No presente caso, "...cinco amigos se reencontram após uma década. Os anfitriões Martine e Jacques hospedam temporariamente Georges, o amigo intelectual deprimido, e decidem oferecer um jantar a Charlotte e seu marido, um famoso apresentador de TV. Fred, irmão de Martine, e sua noiva Marilyn também comparecem. A tensão no ambiente começa com o atraso de duas horas do principal casal convidado e se estende durante o jantar, o que leva Georges, que não esconde ressentimentos do passado com Charlotte e o marido, a se comportar de forma arredia e descortês...
O clímax do desconforto acontece quando Fred, jogador e malandro incorrigível, propõe ao convidado ilustre uma partida de pôquer a dinheiro, que se prolonga indefinidamente na sala e faz explodir na cozinha as mágoas acumuladas do passado: Georges e Charlotte discutem o fracasso da relação que tiveram no passado, enquanto Martine e seu marido se desesperam, envergonhados, com a situação embaraçosa em que se meteu o apresentador de TV, presa fácil para o jogo de Fred".

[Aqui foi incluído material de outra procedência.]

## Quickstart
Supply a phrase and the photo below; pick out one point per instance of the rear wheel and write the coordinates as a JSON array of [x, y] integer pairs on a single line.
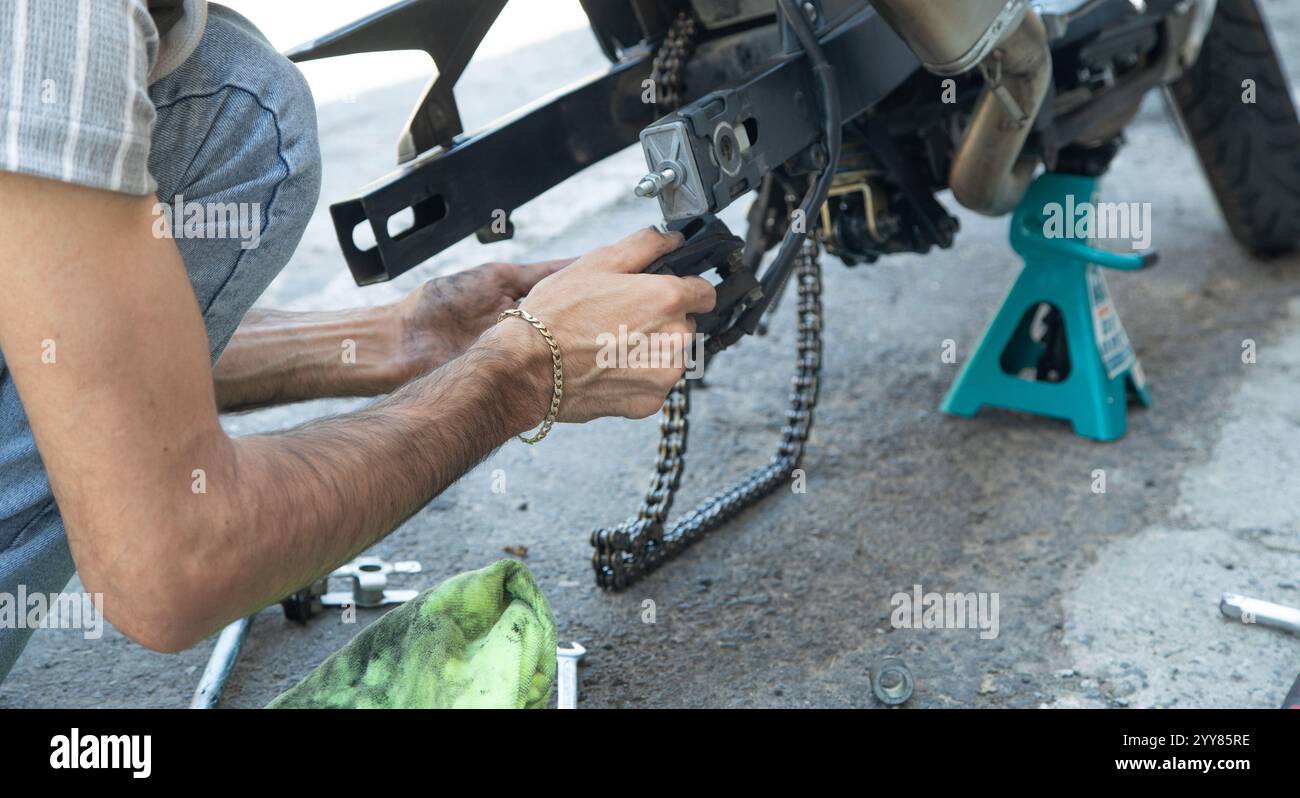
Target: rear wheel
[[1251, 151]]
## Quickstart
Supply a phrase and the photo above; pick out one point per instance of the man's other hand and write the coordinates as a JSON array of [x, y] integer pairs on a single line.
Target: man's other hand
[[440, 320], [598, 298]]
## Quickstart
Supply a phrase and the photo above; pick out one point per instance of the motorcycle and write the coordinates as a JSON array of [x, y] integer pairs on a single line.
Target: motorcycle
[[841, 120]]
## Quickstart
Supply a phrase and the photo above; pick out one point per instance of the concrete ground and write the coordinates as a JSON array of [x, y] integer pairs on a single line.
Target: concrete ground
[[1105, 599]]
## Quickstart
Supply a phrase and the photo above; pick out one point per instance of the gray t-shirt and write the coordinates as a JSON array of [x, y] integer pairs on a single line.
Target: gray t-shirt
[[74, 107], [74, 79]]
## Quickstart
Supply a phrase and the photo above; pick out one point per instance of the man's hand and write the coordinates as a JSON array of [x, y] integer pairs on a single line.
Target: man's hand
[[277, 356], [440, 320], [586, 303]]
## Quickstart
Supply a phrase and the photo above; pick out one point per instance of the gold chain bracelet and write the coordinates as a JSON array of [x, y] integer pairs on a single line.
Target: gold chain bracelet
[[557, 373]]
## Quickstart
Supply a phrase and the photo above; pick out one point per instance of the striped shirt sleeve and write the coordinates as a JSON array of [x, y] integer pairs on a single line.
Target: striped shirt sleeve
[[74, 102]]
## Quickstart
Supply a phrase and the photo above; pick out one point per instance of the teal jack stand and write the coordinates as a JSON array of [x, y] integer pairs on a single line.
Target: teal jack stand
[[1092, 351]]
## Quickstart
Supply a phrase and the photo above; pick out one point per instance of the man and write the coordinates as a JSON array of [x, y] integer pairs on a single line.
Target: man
[[112, 459]]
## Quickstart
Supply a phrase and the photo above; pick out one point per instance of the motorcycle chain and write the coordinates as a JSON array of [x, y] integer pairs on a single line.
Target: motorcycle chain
[[644, 542], [670, 60]]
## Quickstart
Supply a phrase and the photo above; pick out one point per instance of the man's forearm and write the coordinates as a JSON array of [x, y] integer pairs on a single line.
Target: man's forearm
[[277, 358], [281, 510]]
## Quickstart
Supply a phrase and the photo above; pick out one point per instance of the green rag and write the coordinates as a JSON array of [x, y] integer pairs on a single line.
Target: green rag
[[480, 640]]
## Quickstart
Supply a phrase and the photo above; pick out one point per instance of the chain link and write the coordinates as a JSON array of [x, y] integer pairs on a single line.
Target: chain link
[[641, 543], [670, 61]]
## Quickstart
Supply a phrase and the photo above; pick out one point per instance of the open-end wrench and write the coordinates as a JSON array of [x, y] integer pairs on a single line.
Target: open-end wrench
[[567, 662], [1257, 611]]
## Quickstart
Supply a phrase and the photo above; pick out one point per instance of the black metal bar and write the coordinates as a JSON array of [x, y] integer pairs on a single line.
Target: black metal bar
[[463, 189]]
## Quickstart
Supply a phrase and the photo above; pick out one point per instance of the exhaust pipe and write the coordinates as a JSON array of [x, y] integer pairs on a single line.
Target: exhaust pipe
[[1009, 44]]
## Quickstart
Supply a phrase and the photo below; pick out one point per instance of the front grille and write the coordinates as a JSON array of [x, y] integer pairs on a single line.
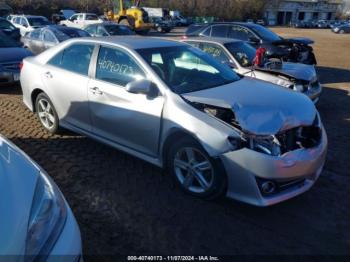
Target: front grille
[[300, 137], [279, 186]]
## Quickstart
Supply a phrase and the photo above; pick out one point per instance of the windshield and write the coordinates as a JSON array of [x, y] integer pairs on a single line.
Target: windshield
[[265, 33], [4, 24], [186, 69], [65, 34], [244, 53], [118, 30], [91, 17], [38, 21], [6, 41]]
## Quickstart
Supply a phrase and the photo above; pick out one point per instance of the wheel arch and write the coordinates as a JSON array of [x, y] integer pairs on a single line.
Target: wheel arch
[[34, 95], [174, 135]]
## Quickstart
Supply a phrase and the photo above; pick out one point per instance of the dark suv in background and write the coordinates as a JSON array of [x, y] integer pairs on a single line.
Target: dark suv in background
[[293, 49], [9, 29]]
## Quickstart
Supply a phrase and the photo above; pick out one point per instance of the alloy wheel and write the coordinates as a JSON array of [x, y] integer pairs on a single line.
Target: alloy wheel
[[194, 170], [46, 114]]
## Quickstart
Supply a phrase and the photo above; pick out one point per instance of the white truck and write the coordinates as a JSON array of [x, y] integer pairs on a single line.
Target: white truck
[[81, 20]]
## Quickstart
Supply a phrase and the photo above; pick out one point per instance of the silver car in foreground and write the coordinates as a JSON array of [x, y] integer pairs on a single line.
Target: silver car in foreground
[[175, 106], [36, 222], [240, 55]]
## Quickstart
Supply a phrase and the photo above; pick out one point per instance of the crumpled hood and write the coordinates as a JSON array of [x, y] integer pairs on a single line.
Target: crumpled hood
[[301, 40], [18, 178], [294, 70], [260, 108], [13, 54]]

Os dois parágrafos acima foram extraídos do release que me foi enviado, e sintetizam o enredo de "Cozinha e dependências", dos mesmos autores de "Um dia como os outros": Agnès Jaoui e Jean-Pierre Bacri. Os dois espetáculos estão sendo exibidos no Teatro Poeira, sob a mesma direção (Bianca Byington e Leonardo Netto) e com o mesmo elenco, exceção feita a Analu Prestes, que só participa de "Um dia como os outros": Bianca Byington (Martine), Márcio Vito (Jacques), Kiko Mascarenhas (Georges), Silvia Buarque (Charlotte) e Leandro Castilho (Fred), cabendo registrar que os personagens Marilyn, o marido de Charlotte e o apresentador de TV não aparecem na cena, sendo apenas mencionados.
Ao contrário da peça já analisada, e ainda que contendo algumas passagens engraçadas, nesta o clima é bem mais dramático, e os desencontros, mágoas e agressividades predominam. Jacques e Martine, por exemplo, formam um casal que, se um dia se amaram, no momento apenas se suportam; ele, sempre irascível, destemperado e rígido; ela, completamente perdida em seu presente, desejando conferir um novo rumo à sua existência, mas sem a indispensável determinação para materializá-lo.
Georges, o intelectual deprimido, como já foi dito, é um personagem tipicamente francês - posso estar enganado, mas de uma maneira geral os intelectuais franceses, bem sucedidos ou não, nutrem fervorosa paixão pela melancolia, o que equivale a dizer que flertam muito mais com a morte do que com a vida. Quanto a Charlotte, pessimamente casada com um homem poderoso, tenta inutilmente compensar o vazio desta relação mantendo um caso. E no tocante a Fred, este é o único que escapa à tensão generalizada, em função de sua personalidade totalmente irresponsável e inconseqüente.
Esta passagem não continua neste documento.